The Strait of Hormuz is one of the world's most critical shipping chokepoints. Roughly 20% of global oil trade passes through the narrow passage between Iran and Oman each day, making any disruption there a direct pressure point for energy markets worldwide.
What Project Freedom means in practice
Trump's announcement positions the US Navy as an active escort force for commercial vessels that have been stranded or deterred from transiting the strait. The term "stranded ships" suggests Iran has already been interfering with or blocking vessel movement, though the source does not detail the specific incidents behind that description.
Naval escort operations of this kind place US military assets directly alongside civilian cargo and tanker ships, creating a situation where any Iranian interdiction attempt would risk a direct confrontation with American forces. That raises the stakes significantly compared with Iran simply harassing third-party vessels.
Why Iran's warning matters
Tehran's pushback is not symbolic. Iran has previously seized foreign tankers in the strait and has the naval and missile capacity to threaten shipping traffic in the narrow waterway.
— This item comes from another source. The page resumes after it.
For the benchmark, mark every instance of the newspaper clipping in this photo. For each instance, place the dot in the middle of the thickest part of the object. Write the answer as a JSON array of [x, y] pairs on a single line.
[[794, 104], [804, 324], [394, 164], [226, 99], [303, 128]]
A formal warning directed at the US signals that Iran views Project Freedom as a provocation, not a neutral safety measure.
For oil markets, the combination of an active US escort mission and Iranian opposition creates fresh uncertainty around supply flows. Any incident in the strait, even a minor one, could trigger sharp moves in crude prices given how much volume transits the passage daily.
The broader context matters too. US-Iran tensions have been running high over nuclear negotiations and sanctions. An American military presence explicitly designed to override Iranian influence over the strait adds a new and volatile dimension to that standoff.
Watch for whether Iran moves beyond verbal warnings to physical interference with US-escorted ships, and whether other major oil-importing nations, particularly in Asia, respond by rerouting tankers or seeking diplomatic cover.